Integrating Semantic Communication and Human Decision-Making into an End-to-End Sensing-Decision Framework
Edgar Beck, Hsuan-Yu Lin, Patrick Rückert, Yongping Bao, Bettina von Helversen, Sebastian Fehrler, Kirsten Tracht, Armin Dekorsy
TL;DR
The paper introduces a probabilistic end-to-end sensing-decision framework that couples semantic communication with human decision-making, enabling efficient task-oriented transmission. It builds on SINFONY and Information Maximization to optimize both semantic encoding and the presentation of information to a cognitive HDM agent modeled by a Generalized Context Model. Through simulations on tool wear, image, and audio datasets, the work demonstrates that balancing semantic detail with human cognitive capabilities can achieve accurate decisions with reduced bandwidth, latency, and power, though results depend on task context and expertise. The study also outlines open challenges, including practical optimization with black-box HDM, presentation design, and sender-receiver incentives, highlighting a path for future interdisciplinary development in semantic communication and human-in-the-loop systems.
Abstract
As early as 1949, Weaver defined communication in a very broad sense to include all procedures by which one mind or technical system can influence another, thus establishing the idea of semantic communication. With the recent success of machine learning in expert assistance systems where sensed information is wirelessly provided to a human to assist task execution, the need to design effective and efficient communications has become increasingly apparent.
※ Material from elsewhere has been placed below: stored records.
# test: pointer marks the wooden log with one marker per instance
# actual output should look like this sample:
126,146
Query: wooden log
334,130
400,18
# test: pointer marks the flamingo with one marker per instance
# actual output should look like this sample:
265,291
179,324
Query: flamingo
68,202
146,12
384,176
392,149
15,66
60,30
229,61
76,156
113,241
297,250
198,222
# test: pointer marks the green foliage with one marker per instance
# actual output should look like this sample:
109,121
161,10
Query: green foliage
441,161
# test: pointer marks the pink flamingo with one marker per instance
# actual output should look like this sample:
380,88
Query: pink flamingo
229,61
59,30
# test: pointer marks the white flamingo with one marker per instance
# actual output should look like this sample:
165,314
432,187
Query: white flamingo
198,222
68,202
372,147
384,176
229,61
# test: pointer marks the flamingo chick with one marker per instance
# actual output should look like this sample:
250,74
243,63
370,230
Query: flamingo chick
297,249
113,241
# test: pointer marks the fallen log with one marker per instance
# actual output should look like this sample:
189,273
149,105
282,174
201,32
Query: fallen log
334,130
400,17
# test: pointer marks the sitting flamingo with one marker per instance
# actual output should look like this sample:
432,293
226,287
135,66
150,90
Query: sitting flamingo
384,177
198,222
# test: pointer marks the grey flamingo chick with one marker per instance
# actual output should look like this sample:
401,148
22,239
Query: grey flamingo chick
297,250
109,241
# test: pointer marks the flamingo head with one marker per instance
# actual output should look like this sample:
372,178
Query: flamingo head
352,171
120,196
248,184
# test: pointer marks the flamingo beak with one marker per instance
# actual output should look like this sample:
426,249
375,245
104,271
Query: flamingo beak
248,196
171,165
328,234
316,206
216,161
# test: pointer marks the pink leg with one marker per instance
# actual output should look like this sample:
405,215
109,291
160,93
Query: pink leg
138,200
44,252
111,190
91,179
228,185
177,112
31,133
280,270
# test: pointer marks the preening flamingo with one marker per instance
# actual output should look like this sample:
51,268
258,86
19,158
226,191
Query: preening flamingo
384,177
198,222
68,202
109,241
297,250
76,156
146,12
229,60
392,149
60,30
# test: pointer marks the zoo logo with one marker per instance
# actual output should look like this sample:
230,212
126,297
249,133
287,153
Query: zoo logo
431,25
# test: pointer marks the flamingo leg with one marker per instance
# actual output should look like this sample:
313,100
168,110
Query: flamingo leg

In particular, semantic communication aims to convey the meaning behind the sensed information relevant for Human Decision-Making (HDM). Regarding the interplay between semantic communication and HDM, many questions remain, such as how to model the entire end-to-end sensing-decision-making process, how to design semantic communication for the HDM and which information should be provided for HDM. To address these questions, we propose to integrate semantic communication and HDM into one probabilistic end-to-end sensing-decision framework that bridges communications and psychology. In our interdisciplinary framework, we model the human through a HDM process, allowing us to explore how feature extraction from semantic communication can best support HDM both in theory and in simulations. In this sense, our study reveals the fundamental design trade-off between maximizing the relevant semantic information and matching the cognitive capabilities of the HDM model. Our initial analysis shows how semantic communication can balance the level of detail with human cognitive capabilities while demanding less bandwidth, power, and latency.